To say that Bucknor has made an indelible mark in sports, especially in cricket, would be an understatement. If properly conceptualised, his long list of phenomenal accomplishments on the world stage has placed him head and shoulders above his peers, easily making him Montego Bay's most illustrious son.
Achievements such as being the first man to umpire in 100 test matches, the first and only umpire to officiate in five consecutive ICC Cricket World Cup finals, the first black umpire to do duties in post apartheid South Africa are all larger-than-life accomplishments, which will no doubt remain etched in the pages of history forever.
While Bucknor has been accorded several national and international awards as he meticulously built his awesome reputation as one of the finest, if not the finest, cricket umpire of all time, from a local perspective, I still believe more should be done to immortalise what has been a climb from humble beginnings to undisputed greatness.
As I have stated in previous columns, I believe the unfinished Catherine Hall Stadium, in Montego Bay, should be named the Steve Bucknor Stadium as a tribute to Bucknor and his enviable success. If his accomplishments are measured against some of the people we frequently shower with accolades, especially our politicians, it would be a clear case of 'no comparison'.
Unlike the situation in Trelawny, where there seems to be some reluctance about naming the Trelawny Multi-Purpose Stadium the Usain Bolt Stadium on the grounds that the US$30-million facility is a cricket stadium and Bolt is a track athlete, that scenario could not be advanced in regard to Bucknor and the Catherine Hall Stadium.
While it is in cricket that Bucknor has made his biggest mark, there is not a single event that could be staged at Catherine Hall Stadium that he has not excelled in. As a youngster, he represented Jamaica in football and later on in life, he was a FIFA referee. In addition, he was an exceptional track & field athlete for both Cornwall College and St James.
special heroes' park
Personally, I would like to see a special heroes' park created somewhere here in Montego Bay so that our sporting heroes and other person, who have made the western city proud, can be appropriately honoured. Heroes such Mr Bucknor, Paul 'Tegat' Davis, Theodore 'Tappa' Whitmore and our other stars from the 1998 World Cup in France, should have monuments erected in their honour.

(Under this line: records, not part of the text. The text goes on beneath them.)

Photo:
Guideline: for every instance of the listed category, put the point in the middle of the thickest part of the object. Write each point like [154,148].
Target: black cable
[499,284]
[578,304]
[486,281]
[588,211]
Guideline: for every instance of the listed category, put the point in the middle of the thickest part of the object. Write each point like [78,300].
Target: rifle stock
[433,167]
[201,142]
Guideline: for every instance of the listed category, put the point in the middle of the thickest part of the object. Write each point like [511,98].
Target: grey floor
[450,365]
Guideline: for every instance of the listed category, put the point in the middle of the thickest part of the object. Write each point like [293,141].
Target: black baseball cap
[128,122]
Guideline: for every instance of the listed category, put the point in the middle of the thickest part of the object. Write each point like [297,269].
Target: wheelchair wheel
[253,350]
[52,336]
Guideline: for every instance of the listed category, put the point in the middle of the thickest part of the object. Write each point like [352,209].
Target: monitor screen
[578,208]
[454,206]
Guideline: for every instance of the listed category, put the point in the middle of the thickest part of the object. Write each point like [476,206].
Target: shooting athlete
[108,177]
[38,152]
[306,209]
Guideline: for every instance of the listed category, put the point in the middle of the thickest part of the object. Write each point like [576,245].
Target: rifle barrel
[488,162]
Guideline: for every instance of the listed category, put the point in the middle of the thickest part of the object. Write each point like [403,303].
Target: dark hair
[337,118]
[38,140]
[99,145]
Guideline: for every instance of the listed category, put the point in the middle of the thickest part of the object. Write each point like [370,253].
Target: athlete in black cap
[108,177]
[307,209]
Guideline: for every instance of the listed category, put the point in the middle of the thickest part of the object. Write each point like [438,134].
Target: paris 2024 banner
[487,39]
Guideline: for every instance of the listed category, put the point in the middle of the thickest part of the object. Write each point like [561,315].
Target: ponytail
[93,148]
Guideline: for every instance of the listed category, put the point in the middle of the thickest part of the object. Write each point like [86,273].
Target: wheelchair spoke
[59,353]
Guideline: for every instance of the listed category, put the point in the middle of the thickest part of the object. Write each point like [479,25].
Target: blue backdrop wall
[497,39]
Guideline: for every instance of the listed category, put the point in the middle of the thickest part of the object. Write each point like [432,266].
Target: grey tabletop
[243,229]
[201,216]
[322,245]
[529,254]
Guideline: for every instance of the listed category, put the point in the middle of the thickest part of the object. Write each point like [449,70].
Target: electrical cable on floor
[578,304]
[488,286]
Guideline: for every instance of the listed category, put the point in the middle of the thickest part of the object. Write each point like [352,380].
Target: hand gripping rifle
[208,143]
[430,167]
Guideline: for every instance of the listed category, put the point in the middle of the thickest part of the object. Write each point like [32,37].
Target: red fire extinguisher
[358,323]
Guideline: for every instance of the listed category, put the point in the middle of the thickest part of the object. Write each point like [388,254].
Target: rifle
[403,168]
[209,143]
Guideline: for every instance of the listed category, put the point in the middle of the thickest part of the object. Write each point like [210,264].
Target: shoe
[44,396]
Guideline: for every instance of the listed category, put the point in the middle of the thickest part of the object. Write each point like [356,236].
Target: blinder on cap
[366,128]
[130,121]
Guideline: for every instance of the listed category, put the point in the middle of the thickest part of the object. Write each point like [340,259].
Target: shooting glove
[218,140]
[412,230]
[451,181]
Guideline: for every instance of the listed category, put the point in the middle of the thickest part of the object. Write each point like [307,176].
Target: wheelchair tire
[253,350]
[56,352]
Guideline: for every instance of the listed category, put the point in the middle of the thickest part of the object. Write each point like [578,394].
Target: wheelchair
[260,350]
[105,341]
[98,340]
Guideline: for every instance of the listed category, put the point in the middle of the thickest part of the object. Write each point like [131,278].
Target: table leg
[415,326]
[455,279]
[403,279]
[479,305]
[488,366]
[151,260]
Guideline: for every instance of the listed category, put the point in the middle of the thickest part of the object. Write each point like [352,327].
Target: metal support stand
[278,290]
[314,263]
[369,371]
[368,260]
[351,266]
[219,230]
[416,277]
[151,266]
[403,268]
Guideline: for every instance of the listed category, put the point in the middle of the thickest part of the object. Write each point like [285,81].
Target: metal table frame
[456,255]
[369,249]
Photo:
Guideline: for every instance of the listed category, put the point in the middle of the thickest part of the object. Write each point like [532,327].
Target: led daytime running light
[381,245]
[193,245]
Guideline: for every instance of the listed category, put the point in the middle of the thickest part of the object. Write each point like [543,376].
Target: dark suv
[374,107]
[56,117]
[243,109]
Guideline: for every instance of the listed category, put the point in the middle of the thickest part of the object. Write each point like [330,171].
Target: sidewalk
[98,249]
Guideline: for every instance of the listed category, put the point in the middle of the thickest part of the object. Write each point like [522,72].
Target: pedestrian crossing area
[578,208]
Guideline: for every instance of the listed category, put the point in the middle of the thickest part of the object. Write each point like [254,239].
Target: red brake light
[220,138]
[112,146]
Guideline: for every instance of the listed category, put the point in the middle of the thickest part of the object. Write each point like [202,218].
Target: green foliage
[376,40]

While I know that the St James Cricket Board, the St James Football Association, the Western Track & Field Association and the Cornwall College Sports Depart-ment are all jockeying to solicit Bucknor's services, I am also hoping that the guidance counselling departments in the various schools across the city will seek to utilise him as an inspirational speaker because he has so much that is positive to share.
At a time when good role models are so hard to find, it would be an absolute disgrace if our schools did not grab the opportunity to use a man like Bucknor, who is living testament of what can be achieved through hard work, discipline, commitment, dignity and ambition.
Much as I am going to miss the stacks of newspapers and samples of foreign money for my paper note collection that I generally get from Bucknor after each of his many trips to faraway places, I want to wish him all the best in his retirement. In biblical reference, I would like to join in the many tributes to him by saying, "well done thou good and faithful servant".